# Choctaw Bream 05-20-13



## FishWalton (Jul 22, 2010)

Limited out on bream today with a buddy. 100 in the box. Launched at Smokehouse off co. hwy 3280. Crickets for bait.

That's my buddy Freddy with the titty bream.


----------



## johnboatjosh (May 19, 2008)

Those bream have been burning it up on the Choctawhatchee the last couple of days based on the reports!


----------



## Rjw615 (May 26, 2008)

What some fine bluegills! They will fry up nice! Good job guys!


----------



## FishWalton (Jul 22, 2010)

Woke up this morning at 4:30, wide-awake. My mind was telling me to get up and hit the river, but my body was telling me to rest and take a day off. The body won the battle so will rest up, go vote in city election today, and get ready for the river tomorrow. Will be out there with the pescador's chasing the pescado's at the crack of day. Weather just beautiful right now for early morning on the water.


----------



## jcoss15 (Oct 11, 2010)

Slabs! I'm hitting it Friday morning at cowford island hoping to find some big ones....


----------



## FishWalton (Jul 22, 2010)

*cowford*

Cowford shoud be good Friday. I got a report this morning that 2 guys from 
Geneva fished out of Cowford yesterday and limited out on bream.


----------



## jcoss15 (Oct 11, 2010)

fishwalton said:


> Cowford shoud be good Friday. I got a report this morning that 2 guys from
> Geneva fished out of Cowford yesterday and limited out on bream.

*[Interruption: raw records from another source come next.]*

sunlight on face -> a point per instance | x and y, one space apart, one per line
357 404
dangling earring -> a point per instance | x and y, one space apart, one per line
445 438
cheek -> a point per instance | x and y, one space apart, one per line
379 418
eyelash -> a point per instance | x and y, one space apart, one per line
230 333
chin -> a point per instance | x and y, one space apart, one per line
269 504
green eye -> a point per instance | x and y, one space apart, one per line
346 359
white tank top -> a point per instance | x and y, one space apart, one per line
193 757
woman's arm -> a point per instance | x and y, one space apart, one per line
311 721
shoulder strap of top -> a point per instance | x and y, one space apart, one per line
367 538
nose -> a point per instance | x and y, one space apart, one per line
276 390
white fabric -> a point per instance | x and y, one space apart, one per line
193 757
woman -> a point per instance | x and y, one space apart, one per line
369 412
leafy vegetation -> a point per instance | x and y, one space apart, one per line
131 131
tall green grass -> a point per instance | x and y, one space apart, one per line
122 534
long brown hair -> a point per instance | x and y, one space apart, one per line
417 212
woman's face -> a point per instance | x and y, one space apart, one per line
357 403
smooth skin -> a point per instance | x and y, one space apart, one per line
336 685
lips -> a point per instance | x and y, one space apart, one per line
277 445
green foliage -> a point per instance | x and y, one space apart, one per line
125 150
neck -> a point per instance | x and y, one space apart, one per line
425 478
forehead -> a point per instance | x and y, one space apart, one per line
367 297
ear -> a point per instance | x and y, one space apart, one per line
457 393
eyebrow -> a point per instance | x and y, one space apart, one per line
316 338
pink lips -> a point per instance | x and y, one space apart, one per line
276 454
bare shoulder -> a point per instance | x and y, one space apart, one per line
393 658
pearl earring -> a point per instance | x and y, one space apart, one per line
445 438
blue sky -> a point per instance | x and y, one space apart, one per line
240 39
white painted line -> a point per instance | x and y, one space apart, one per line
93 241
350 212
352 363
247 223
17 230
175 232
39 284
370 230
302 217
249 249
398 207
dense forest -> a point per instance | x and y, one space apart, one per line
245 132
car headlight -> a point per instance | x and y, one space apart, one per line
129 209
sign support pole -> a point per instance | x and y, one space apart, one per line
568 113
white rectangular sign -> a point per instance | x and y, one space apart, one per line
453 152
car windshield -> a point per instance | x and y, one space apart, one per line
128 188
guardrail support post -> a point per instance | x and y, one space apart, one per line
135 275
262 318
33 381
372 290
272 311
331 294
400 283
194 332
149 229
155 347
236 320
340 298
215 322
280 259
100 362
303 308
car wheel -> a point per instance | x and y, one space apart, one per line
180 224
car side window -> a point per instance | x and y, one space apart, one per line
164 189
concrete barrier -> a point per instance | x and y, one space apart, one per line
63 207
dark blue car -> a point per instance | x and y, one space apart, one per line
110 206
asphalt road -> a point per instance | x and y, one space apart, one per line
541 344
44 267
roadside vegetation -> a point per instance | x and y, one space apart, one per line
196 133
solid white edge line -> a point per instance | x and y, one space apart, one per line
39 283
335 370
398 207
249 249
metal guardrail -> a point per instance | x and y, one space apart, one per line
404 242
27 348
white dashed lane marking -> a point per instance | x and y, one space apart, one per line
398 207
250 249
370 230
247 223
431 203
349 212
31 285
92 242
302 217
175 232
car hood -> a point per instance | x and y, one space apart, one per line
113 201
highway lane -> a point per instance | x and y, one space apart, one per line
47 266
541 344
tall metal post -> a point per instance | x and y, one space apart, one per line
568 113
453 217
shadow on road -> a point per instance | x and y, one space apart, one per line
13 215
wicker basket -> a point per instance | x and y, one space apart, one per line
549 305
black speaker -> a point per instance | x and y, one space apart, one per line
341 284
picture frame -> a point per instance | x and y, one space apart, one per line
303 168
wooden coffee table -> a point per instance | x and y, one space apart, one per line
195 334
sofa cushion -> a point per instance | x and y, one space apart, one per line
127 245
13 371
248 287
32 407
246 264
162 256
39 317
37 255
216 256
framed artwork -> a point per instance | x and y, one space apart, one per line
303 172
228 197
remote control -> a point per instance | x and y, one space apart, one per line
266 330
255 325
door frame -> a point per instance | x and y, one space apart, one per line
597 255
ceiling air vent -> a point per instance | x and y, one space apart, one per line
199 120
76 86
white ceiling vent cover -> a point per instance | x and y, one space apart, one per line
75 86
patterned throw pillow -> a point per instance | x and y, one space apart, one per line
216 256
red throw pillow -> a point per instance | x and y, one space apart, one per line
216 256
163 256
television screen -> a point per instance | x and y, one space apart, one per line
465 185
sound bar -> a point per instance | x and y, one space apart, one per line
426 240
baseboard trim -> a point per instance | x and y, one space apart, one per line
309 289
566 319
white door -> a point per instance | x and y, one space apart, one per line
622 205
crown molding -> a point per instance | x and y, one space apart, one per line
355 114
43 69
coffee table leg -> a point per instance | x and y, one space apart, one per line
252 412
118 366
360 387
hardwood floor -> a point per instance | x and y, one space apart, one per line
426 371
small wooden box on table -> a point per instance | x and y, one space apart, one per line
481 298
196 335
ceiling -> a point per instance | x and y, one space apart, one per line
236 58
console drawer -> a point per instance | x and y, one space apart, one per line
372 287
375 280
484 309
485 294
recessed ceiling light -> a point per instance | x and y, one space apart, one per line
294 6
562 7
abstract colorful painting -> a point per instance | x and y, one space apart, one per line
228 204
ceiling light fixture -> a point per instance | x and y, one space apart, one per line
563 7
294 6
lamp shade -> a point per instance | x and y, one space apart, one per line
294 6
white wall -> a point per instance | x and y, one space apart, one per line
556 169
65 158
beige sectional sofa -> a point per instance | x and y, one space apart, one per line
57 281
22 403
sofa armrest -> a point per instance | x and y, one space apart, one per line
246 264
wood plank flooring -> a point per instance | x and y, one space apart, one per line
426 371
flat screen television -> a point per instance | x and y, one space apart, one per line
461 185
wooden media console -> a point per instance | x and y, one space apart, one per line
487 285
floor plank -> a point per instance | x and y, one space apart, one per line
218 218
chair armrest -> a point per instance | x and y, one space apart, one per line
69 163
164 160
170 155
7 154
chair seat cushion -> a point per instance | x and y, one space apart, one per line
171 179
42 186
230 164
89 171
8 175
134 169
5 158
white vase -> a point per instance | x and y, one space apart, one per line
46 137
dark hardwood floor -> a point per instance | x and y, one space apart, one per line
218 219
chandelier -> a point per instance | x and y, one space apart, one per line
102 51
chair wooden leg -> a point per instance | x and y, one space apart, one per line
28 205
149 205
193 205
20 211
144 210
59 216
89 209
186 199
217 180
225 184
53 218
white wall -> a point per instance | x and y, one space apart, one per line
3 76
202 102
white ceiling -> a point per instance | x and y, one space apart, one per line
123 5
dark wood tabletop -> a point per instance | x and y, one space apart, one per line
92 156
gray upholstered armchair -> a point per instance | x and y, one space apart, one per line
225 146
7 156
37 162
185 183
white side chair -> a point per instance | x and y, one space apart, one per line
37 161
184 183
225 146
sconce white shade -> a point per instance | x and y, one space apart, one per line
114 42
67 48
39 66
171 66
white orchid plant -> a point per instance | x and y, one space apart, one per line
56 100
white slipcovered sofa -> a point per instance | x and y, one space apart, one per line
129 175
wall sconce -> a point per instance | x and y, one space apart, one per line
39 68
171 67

Keeping my fingers crossed, were yall fishing on the bottom?


----------



## kevin32435 (Apr 17, 2008)

Nice catch! the bream bit was pretty good in the little sisters yesterday not as good as what you did though, saw a lot of fish striking along the banks crickets and fly rods were spotty but you could take some nice fish here and there


----------



## FishWalton (Jul 22, 2010)

For most of the catch We were using crickets and fishing about 4 ft deep in 5 to 7 ft water in the main river. But we also caught a few in about 8 ft in 10 ft water. 

We saw a good bit of activityalong the banks as well as Kevin and out away from the banks too. The river was alive.


----------